Monday, January 7, 2013

The Book of Answers

Anyone who has reacted with horror to the recent brutal rape in India that inspired mass protests, or, rather, anyone period, should check out C.Y. Gopinath's brilliant satirical novel The Book of Answers.

I had the great pleasure of working as Gopi's agent as he first conceived of and then wrote this book, and while his incredible prose was why I took him on to be my first client, and the way The Book of Answers came together into a incredible novel is why it ended up being published and nominated for awards, I don't know that I fully appreciated until now the extent to which Gopi is also blessed with incredible prescience as well.

The Book of Answers about a man, Patros, who comes into possession of one of the most coveted items in the world, a book that contains all the answers to all of mankind's problems. Patros wants nothing to do with it. He ditches it at a junk shop, only to see an Indian politician use the book for his own nefarious gain. Patros has to decide whether he's going to turn a blind eye to the world's problems or regain his youthful idealism, an idealism that hinges on women's rights and standing up to atrocities like the one that has recently galvanized protestors.

This is a novel of right now, I think it's a book that people will return to read in the future, and I can't recommend it highly enough.

Add it on Goodreads or buy it here.


Anonymous said...

Looks interesting. I guess I'll have to read it to find out why he's prescient :)

Gopi said...

Thank you so much, Nathan, for this completely unexpected accolade. The Book of Answers is set to be launched all over Thailand by the end of January, so it does seem like it has a little life in it yet. I am working on two other books — but by far the most interesting is the third. After a number of American readers wrote to me that The Book of Answers reminded them of contemporary American politics, I am attempting something I doubt any writer would have been foolish enough to try — recasting the entire story in an American context. It is turning out to be a riveting and thrilling exercise. Patros is now Daniel Hoyt, a resident of Astoria, Queens. The story is changing in wonderful and subtle ways — and the book is being reborn as The Book of Hoyt. Maybe this time some US publisher will find it of interest.

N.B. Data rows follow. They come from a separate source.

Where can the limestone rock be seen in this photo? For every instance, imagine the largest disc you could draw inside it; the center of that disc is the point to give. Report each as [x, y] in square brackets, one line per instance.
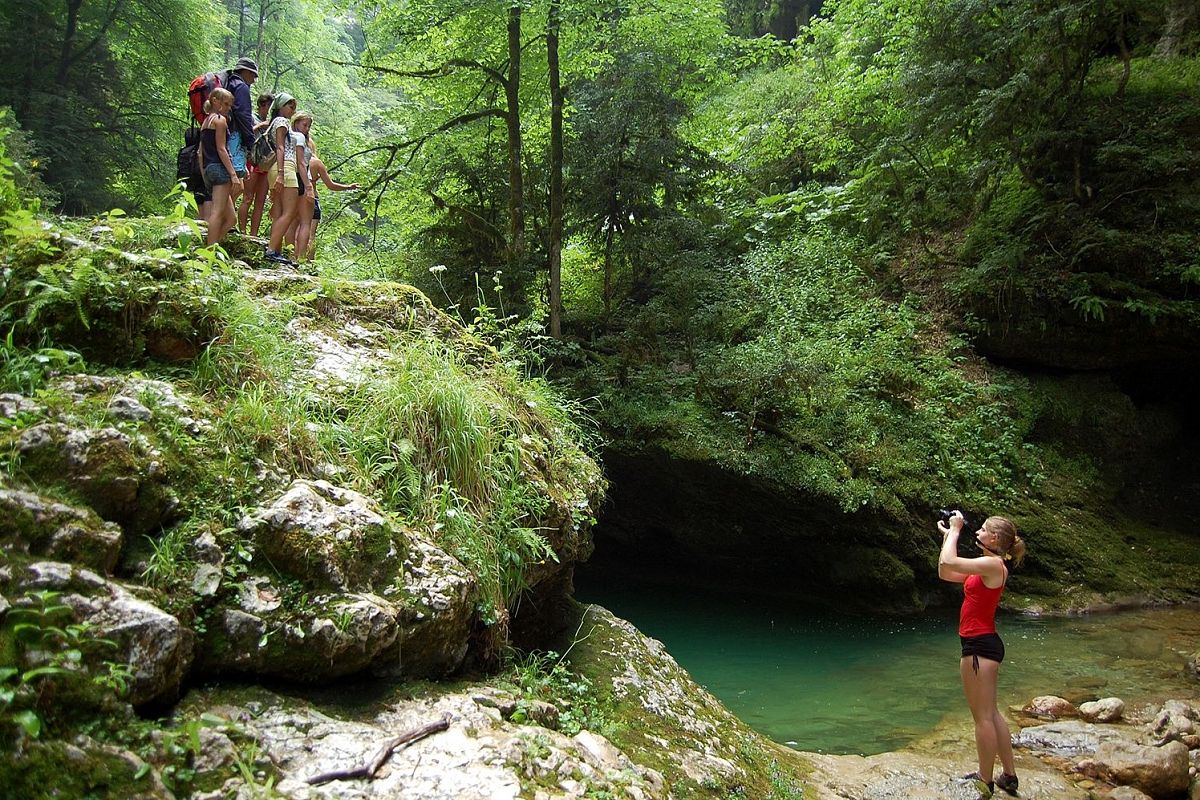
[479, 757]
[1175, 721]
[328, 536]
[1108, 709]
[1158, 771]
[1050, 707]
[1068, 737]
[328, 636]
[42, 527]
[437, 603]
[1128, 793]
[103, 467]
[153, 643]
[82, 768]
[11, 405]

And — I had no idea I was your first client!!

Collin Piprell said...

Here's my own review of Gopi''s book from July 2011: Excellent book.

Lesley said...

I agree Nathan, the collective trauma of something like this sends me searching too.
BTW - Thanks for your blog, as an unpublished romance author I return to it regularly...just so much good stuff here.

Melanie Schulz said...

I was just thinking about that the other day- looking back at which novels were the perfect spokesmen for past eras and wondering which novels are the perfect ones for ours.